Stage 5. To improve the surface finish, automotive putty was applied to the mold and smoothed with 1000 grade sandpaper, which achieved a smooth surface with roughness not noticeable to touch. This operation is variant to the normal prototyping procedure, where the models printed in 3D FDM are used without further processing. This artisanal process is recommended because it is inexpensive and does not take a long time or makes the mold more expensive, which transforms into a benefit for an SME with a low budget. The technical note of Hernández [13] refers to the level of roughness or smoothness effects on the flow of the parison during blowing because of friction against the surface of the mold. This fact may seem counterproductive, however, after observing the first containers, the surface texture can be a distinctive element for SMEs that can incorporate different designs in their packaging.

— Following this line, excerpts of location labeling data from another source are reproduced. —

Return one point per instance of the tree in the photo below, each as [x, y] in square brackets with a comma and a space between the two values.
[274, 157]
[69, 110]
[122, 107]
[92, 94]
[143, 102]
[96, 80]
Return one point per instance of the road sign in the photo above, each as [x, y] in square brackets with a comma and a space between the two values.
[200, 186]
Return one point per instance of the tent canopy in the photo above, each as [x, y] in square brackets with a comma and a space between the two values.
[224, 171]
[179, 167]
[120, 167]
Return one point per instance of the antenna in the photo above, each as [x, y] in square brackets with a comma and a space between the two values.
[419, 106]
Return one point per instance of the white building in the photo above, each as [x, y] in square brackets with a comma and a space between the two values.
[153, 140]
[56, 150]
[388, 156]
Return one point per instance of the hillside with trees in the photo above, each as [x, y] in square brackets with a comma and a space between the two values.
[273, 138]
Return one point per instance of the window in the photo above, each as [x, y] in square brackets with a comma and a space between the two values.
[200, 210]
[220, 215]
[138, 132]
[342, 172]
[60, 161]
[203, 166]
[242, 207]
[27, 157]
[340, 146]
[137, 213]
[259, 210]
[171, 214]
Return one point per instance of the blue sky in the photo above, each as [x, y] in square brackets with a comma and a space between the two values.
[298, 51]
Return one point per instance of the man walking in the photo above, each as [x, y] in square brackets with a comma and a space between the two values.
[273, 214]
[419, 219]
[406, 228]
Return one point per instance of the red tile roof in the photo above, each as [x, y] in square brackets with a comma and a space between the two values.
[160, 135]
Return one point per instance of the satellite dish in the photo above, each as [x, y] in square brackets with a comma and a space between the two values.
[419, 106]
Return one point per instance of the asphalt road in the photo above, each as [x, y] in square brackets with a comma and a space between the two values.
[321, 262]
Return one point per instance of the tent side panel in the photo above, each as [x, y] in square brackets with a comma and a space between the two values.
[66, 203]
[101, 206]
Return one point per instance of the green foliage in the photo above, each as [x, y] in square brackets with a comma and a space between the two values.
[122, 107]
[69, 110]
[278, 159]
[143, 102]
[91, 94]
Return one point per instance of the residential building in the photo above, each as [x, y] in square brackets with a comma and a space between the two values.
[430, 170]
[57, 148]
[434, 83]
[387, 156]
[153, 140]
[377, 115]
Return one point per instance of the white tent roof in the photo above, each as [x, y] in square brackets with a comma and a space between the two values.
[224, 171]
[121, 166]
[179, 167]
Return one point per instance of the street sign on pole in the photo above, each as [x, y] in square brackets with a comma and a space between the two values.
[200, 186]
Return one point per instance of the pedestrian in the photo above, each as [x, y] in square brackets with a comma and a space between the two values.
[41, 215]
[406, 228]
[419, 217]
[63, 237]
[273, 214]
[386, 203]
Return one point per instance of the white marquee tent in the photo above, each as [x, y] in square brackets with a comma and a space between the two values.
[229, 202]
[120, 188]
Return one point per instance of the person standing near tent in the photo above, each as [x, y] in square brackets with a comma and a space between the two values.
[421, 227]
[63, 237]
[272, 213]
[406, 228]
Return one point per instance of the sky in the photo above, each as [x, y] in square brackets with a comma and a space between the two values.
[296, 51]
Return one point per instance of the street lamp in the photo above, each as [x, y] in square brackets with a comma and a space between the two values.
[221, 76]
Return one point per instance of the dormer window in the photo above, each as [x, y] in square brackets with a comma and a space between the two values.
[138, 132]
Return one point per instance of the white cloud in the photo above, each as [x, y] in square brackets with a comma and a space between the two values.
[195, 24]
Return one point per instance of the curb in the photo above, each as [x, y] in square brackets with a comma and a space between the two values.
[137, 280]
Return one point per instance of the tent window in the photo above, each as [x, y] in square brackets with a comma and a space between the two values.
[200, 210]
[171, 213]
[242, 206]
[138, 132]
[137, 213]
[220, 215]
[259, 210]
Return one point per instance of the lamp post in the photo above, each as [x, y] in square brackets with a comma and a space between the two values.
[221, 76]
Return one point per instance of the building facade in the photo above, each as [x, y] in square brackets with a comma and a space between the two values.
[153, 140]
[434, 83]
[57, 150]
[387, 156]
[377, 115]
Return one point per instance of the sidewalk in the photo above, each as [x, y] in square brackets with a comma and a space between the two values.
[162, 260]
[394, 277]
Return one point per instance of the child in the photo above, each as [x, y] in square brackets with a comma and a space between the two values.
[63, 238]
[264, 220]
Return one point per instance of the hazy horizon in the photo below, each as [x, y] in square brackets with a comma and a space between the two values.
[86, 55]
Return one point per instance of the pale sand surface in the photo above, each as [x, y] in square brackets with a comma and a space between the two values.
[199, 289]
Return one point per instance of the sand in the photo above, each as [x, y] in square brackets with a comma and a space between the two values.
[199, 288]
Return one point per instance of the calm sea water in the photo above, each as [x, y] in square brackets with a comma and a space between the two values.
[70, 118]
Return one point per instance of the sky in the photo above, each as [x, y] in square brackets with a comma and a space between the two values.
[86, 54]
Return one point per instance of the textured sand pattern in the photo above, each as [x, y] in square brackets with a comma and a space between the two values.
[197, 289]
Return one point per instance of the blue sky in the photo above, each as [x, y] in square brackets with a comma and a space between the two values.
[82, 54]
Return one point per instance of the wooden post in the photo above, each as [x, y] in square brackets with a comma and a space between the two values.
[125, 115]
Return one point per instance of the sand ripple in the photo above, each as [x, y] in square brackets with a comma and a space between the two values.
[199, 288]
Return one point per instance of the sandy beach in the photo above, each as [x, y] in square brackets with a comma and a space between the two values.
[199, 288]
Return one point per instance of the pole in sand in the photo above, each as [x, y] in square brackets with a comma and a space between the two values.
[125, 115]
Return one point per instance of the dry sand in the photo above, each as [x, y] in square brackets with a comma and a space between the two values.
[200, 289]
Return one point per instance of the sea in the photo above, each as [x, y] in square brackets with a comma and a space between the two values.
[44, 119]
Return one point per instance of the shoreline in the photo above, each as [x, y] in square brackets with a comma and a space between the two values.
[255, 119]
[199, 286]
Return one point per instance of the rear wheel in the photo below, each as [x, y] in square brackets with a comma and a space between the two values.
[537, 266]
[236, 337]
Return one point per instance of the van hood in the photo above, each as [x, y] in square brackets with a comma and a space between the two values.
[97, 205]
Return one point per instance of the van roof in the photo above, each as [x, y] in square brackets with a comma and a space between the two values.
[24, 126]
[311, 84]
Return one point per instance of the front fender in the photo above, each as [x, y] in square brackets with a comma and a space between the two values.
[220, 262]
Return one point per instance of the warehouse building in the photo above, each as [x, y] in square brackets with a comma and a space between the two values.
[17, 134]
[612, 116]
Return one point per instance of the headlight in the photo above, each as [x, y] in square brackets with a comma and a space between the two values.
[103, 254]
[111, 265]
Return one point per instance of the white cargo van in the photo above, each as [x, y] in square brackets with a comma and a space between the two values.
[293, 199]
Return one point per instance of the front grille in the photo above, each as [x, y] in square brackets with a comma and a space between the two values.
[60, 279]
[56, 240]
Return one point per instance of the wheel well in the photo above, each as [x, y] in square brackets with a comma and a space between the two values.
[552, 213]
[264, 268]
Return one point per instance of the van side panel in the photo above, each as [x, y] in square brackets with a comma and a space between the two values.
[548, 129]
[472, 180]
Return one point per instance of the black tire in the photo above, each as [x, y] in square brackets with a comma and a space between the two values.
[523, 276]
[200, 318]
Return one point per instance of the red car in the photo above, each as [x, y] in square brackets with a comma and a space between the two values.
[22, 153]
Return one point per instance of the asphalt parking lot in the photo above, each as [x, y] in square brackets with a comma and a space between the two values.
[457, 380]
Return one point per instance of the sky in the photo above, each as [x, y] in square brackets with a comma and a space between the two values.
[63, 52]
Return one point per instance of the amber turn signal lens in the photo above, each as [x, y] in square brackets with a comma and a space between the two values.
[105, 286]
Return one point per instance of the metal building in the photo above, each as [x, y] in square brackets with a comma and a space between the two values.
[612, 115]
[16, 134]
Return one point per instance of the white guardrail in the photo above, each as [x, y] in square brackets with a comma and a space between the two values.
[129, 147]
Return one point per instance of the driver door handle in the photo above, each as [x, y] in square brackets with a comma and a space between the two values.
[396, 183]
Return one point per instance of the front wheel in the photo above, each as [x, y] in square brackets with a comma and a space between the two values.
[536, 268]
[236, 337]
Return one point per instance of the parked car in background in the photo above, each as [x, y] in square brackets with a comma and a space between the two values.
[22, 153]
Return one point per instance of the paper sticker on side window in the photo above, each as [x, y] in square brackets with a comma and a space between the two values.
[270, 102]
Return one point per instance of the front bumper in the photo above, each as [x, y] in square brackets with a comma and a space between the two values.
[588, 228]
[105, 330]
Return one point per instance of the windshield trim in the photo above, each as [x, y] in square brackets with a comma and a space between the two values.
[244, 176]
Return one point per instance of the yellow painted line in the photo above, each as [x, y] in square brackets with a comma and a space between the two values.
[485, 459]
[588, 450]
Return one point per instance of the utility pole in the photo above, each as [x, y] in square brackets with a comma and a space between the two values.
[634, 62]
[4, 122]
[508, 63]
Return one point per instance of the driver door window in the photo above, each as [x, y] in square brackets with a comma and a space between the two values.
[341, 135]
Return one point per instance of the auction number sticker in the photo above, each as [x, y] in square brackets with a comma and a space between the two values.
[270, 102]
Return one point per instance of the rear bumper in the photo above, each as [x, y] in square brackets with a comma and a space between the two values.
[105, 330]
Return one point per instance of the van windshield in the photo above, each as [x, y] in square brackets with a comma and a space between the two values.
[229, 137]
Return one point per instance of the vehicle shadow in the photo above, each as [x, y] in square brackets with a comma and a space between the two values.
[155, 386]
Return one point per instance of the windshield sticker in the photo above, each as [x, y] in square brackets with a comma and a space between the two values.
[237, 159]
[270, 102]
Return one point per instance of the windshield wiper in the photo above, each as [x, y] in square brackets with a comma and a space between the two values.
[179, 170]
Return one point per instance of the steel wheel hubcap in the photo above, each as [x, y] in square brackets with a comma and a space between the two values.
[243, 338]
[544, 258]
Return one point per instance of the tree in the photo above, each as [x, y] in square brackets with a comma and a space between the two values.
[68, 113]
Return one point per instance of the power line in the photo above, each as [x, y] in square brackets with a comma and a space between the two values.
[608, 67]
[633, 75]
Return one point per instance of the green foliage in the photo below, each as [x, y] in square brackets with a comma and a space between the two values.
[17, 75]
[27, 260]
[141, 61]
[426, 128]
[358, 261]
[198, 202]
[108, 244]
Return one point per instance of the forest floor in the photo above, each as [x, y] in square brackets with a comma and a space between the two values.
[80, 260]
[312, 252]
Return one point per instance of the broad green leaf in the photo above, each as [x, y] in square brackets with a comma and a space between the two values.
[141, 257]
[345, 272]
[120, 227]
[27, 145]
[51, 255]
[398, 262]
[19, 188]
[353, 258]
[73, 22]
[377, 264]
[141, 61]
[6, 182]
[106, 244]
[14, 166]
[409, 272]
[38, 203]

A useful result for SME users of the mold is the time elapsed from scanning until delivery of the finished and clean mold, which was 6 days. Delivery time is a positive factor when compared to mold delivery times at the regional level and outside the Central American region.


4. Conclusions


The work done shows that it is possible to apply reverse engineering to manufacture a 3D printed mold with FDM technique [14]. Reverse engineering resources are usually 3D scanning equipment, computers and scanning

software, 3D printing equipment, measurement and verification equipment, among others.

The digitization process is replicable by institutions that have a high definition 3D scanner, where their product will be the digital file of the mold. The resulting file will be used to manufacture the mold in any institution that has a 3D printer, when resources are scarce, however, when the necessary resources are available, the file can be used to generate codes that are entered into computerized numerical control manufacturing equipment.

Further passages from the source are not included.